Sunday 18 February 2018

20pc increase in tax bills 'knock farmers sideways'

Darragh McCullough and Caitriona Murphy

Large increases in tax bills caused consternation in farming households last week as dairy and beef operations struggled to come to terms with tax increases of up to 20pc.

Despite the dreadful conditions that prevailed last winter, thousands of farmers faced significant increases in their tax returns. Dairty farmers milking 80-100 cows had tax bills averaging €25,000-35,000.

The hikes were due to a combination of strong output prices and the end of capital expenditure reliefs for buildings erected during the Farm Waste Management scheme.

And tax bills are set to take another jump next year, according to IFAC's senior tax consultant, Declan McEvoy.

"A lot of dairy farmers have made as much in the first nine months of 2013 as they did in the whole of 2012," said Mr McEvoy.

He attributed the dramatic surge in farm profitability to record milk prices. However the improved cash flow on dairy farms did not prepare many farmers for tax bills that increased by €5,000-10,000 ahead of last week's deadline.

"There was a misconception that profits were going to be back in 2012 because of the weather. But cattle prices were very strong in the first half of 2012," commented Mr McEvoy, whose firm handles accounts for over 14,000 farmers.

"What really caught guys out though was the end of the capital allowances that had suppressed their tax bills over the last five years. That, coupled with the impact of the Universal Social Charge (USC), resulted in a big increase in tax, even where income was the same," he said.

Also Read


He used the example of a farmer who was getting a capital expenditure relief of €20,000 a year.

"That €20,000 is often being taxed with a USC of 7pc which works out at an extra €1,400 straight away," he said.

However, Teagasc's financial management specialist, Kevin Connolly, had few words of comfort for farmers struggling with their tax bills.

"Farmers have been knocked sideways by their tax bills this year but they shouldn't be arriving at the end of October to be shocked by their tax bills.

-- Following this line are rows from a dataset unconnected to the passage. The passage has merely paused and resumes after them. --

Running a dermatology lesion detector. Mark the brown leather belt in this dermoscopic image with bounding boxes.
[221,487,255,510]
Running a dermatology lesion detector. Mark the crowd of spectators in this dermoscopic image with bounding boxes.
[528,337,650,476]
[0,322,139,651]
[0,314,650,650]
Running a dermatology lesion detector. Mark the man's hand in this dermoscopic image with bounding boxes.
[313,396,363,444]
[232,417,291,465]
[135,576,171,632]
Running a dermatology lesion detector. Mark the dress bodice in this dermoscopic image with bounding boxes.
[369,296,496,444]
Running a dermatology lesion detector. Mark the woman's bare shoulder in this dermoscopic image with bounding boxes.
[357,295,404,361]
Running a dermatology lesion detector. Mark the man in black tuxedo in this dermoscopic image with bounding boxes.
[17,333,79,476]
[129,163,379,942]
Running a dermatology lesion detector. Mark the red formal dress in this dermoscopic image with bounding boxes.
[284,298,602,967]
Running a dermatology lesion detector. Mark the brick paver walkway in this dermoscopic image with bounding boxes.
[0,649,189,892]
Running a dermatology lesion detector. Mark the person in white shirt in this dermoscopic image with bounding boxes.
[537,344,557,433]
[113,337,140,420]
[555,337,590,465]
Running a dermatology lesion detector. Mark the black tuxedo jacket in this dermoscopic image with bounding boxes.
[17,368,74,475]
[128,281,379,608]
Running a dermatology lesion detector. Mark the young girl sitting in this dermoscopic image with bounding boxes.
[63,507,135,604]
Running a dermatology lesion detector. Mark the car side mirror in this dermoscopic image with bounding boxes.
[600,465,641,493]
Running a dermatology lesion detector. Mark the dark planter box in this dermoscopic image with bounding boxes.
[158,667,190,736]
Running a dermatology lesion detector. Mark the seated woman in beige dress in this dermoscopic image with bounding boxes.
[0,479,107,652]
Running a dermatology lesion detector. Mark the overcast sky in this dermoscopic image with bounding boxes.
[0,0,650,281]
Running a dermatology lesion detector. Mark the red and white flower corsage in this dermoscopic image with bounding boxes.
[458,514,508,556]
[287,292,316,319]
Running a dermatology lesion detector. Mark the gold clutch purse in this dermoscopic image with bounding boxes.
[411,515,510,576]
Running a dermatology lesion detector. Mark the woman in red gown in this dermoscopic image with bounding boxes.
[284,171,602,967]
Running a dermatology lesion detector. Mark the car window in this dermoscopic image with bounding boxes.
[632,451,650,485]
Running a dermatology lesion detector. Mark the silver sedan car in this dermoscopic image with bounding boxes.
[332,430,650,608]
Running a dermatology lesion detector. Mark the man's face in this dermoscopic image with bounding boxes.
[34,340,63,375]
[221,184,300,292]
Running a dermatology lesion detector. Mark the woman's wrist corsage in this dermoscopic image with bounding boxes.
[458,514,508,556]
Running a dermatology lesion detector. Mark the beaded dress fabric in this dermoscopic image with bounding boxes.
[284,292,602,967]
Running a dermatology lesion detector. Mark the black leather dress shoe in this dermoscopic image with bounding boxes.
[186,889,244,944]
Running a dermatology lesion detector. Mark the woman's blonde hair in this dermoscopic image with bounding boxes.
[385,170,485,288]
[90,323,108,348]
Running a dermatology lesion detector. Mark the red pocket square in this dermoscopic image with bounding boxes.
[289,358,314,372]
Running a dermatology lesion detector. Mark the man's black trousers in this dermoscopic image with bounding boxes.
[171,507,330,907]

They need to start talking to their accountants way before the tax deadline and using them as planners rather than just bookkeepers," added Mr Connolly.

The Teagasc specialist also cautioned farmers against making rash investments to reduce their bills.

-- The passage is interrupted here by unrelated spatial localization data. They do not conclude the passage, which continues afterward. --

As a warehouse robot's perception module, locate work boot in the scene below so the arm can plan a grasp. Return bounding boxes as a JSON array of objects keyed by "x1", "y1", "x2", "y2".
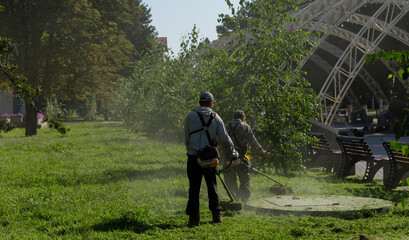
[
  {"x1": 188, "y1": 213, "x2": 200, "y2": 227},
  {"x1": 212, "y1": 210, "x2": 222, "y2": 223}
]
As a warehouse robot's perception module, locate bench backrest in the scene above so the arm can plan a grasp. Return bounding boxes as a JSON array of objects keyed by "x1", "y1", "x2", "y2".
[
  {"x1": 336, "y1": 136, "x2": 373, "y2": 160},
  {"x1": 310, "y1": 133, "x2": 331, "y2": 152},
  {"x1": 383, "y1": 141, "x2": 409, "y2": 165}
]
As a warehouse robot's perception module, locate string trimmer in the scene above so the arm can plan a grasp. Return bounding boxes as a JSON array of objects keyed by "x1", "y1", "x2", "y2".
[
  {"x1": 241, "y1": 161, "x2": 294, "y2": 195},
  {"x1": 216, "y1": 159, "x2": 243, "y2": 211}
]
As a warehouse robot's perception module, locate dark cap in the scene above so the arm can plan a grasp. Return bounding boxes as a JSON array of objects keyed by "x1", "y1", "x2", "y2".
[{"x1": 200, "y1": 92, "x2": 214, "y2": 102}]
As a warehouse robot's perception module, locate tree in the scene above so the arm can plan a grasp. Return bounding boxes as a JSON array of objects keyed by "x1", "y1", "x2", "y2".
[
  {"x1": 0, "y1": 0, "x2": 154, "y2": 136},
  {"x1": 0, "y1": 37, "x2": 70, "y2": 134},
  {"x1": 119, "y1": 0, "x2": 318, "y2": 171}
]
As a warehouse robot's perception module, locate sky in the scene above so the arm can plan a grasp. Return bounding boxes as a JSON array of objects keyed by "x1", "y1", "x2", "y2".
[{"x1": 142, "y1": 0, "x2": 240, "y2": 53}]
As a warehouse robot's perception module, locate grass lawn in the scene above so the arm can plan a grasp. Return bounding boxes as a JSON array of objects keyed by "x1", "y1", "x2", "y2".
[{"x1": 0, "y1": 123, "x2": 409, "y2": 239}]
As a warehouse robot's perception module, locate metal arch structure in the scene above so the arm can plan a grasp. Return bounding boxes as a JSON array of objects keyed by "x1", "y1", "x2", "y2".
[
  {"x1": 318, "y1": 0, "x2": 409, "y2": 125},
  {"x1": 288, "y1": 0, "x2": 409, "y2": 125}
]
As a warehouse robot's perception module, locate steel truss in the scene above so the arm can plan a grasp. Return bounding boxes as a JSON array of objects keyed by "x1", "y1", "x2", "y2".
[{"x1": 318, "y1": 0, "x2": 409, "y2": 125}]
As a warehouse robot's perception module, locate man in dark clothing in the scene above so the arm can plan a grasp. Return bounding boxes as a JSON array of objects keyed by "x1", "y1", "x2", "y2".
[
  {"x1": 224, "y1": 110, "x2": 270, "y2": 203},
  {"x1": 185, "y1": 92, "x2": 238, "y2": 226}
]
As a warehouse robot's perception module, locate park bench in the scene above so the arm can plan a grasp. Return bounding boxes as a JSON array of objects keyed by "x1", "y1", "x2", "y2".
[
  {"x1": 336, "y1": 136, "x2": 385, "y2": 182},
  {"x1": 306, "y1": 133, "x2": 341, "y2": 173},
  {"x1": 383, "y1": 142, "x2": 409, "y2": 189}
]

"A lot of people are jumping into companies, which may be a good move if they are expanding and taking on significant debt. But the panic reaction is not a good move," he said.

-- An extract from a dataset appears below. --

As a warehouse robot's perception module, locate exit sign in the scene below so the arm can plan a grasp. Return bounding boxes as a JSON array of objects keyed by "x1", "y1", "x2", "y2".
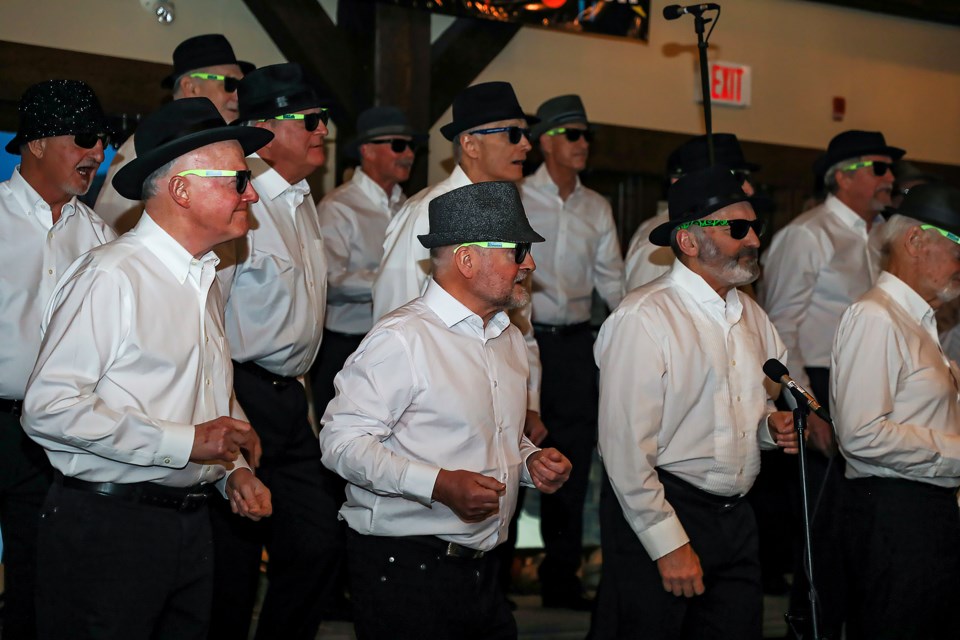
[{"x1": 697, "y1": 62, "x2": 750, "y2": 107}]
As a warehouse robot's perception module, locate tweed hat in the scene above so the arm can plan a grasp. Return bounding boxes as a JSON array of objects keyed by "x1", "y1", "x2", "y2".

IFAC consultant Declan McEvoy said many farmers were choosing to pay their tax in instalments over the winter, even though this exposed them to interest penalties on the balance.

"They are worried about leaving themselves too exposed cashflow-wise to another tough winter, so they are playing safe by holding back a bit of money, even if it costs them a little extra in interest payments," he said.

Dairy farmers have been exposed to higher tax bills than their beef counterparts, partly due to the fact that three years have now lapsed since the last really bad milk price year of 2009.

"Dairy guys suddenly lost 2009 as one of their years in their income averaging, which also contributed to higher bills," said Mr McEvoy.